Faculty and Staff Take on New Research and Professional Challenges
Congratulations to our faculty who have garnered great press, research grants and high-profile professional society positions in 2017.
SIE will host the 2018 INFORMS Annual Meeting, a conference on operations research and management Sciences, Nov. 4-7, 2018, in Phoenix.
The event attracts more than 5,500 attendants annually, and several SIE faculty and staff members have been working closely with the INFORMS staff and conference organizing committee, aiming to make the 2018 meeting outstanding.

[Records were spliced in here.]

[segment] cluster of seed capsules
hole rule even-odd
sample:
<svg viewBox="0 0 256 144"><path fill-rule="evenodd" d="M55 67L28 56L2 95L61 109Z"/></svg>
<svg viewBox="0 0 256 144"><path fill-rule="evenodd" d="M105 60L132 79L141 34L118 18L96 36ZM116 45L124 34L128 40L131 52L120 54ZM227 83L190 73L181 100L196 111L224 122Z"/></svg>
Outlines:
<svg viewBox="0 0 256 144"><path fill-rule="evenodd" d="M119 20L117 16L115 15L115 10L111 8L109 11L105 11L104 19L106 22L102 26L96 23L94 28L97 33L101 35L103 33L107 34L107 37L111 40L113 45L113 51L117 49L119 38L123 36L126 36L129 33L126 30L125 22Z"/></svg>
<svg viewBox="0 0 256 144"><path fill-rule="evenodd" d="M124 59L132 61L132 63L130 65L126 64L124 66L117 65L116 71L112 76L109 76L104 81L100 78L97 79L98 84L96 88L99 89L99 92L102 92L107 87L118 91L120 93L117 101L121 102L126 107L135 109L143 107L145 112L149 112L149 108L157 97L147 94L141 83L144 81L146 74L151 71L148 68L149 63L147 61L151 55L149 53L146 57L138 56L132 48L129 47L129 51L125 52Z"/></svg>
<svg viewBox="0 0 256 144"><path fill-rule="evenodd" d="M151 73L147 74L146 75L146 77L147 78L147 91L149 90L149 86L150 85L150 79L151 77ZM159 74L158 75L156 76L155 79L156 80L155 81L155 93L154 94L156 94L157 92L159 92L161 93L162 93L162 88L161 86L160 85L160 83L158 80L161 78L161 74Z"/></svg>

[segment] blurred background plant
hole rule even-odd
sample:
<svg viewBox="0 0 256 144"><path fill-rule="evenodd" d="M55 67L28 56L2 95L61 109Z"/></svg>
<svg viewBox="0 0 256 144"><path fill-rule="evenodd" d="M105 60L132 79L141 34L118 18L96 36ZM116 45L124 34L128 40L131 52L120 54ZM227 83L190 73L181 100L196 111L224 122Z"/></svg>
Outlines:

Associate professor Roberto Furfaro is the new director of Space Situational Awareness-Arizona, an extension of the SOBS initiative that encompasses space object behavioral science, space domain awareness, and space traffic management.

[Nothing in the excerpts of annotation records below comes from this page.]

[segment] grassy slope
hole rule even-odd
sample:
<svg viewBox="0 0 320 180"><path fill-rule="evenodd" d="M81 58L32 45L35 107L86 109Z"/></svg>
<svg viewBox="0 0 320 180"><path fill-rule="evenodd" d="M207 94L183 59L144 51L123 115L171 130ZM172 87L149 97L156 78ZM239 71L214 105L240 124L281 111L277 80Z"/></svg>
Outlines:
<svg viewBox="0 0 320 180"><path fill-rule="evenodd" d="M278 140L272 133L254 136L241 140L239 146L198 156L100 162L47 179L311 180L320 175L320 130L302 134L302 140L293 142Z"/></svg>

In addition, Furfaro is the principal technical investigator on the Prototype Lunar/Mars Greenhouse project and is working with NASA researchers to develop long-term methods to sustain workers in space.

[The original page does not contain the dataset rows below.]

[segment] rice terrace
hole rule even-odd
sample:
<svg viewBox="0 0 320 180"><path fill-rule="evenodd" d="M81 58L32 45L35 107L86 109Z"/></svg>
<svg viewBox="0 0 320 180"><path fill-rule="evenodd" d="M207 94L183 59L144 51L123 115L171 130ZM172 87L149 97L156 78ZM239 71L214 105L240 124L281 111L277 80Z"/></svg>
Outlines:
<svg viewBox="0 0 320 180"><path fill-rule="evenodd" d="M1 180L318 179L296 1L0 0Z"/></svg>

Assistant professor Neng Fan is involved in the Sustainable Bioeconomy for Arid Regions project, a five-year grant of up to $15 million from the U.S. Department of Agriculture's National Institute of Food and Agriculture, focusing on the mass production of biofuels and bioproducts in the Southwest. Fan will also continue efforts on the NSF-funded project, Collaborative Research: Automated Knowledge Discovery in Reliability and Health Care from Complex Data with Covariates.
As a team leader for theoretical analysis for optimization, Fan is also involved in UA-TRIPODS, an NSF-funded integrated research and educational institute in data sciences at UA, with a focus on theoretical foundations.
Assistant professor Vignesh Subbian, in collaboration with colleagues in the departments of Mathematics, Divisional Assessment and Research, and Mexican-American Studies, was awarded an NSF grant to identify critical challenges and opportunities regarding undergraduate science, technology engineering and mathematics education at Hispanic-Serving Institutions, or HSIs, in the Southwest. With support from this grant, Subbian co-chaired a regional working conference involving over 45 HSIs across five Southwestern states to develop ways to bolster their educational missions.
Professor Pavlo Krokhmal’s research in stochastic failures in complex systems, funded by U.S. Department of the Air Force grant, involves theoretical studies of uncertainties, risks and failures in complex distributed systems.
Another Krokhmal project, sponsored by the Defense Threat Reduction Agency and conducted with colleagues at the University of Pittsburgh, aims to elucidate the fundamental properties of cascading, domino-like processes in networks, such as propagation of failure due to large-scale attacks, and spread of disease.
Associate professor Wei Lin has been working on an NSF grant for a voting-based approach to data acquisition for traffic management systems. Lin's team anticipates that data collected by roadway-based infrastructure will be replaced by vehicle-based data, and his group is developing methods for drivers to interact with traffic control systems.
Young-Jun Son, professor and department head, and associate professor Jian Liu are principal investigators for a UA team designing an autonomous border-surveillance system that can collect, assess and act on data in real time -- and deploy drones on its own.
In addition, Son has been recently awarded a three-year grant from NSF, in collaboration with Qing He and Rajan Batta of SUNY Buffalo, to advance supply pre-positioning for emergency preparedness via integration of social media data and agent-based simulation.
Photo: Young-Jun Son, second from right, and PhD students from the Systems and Industrial Engineering Department flight test a drone.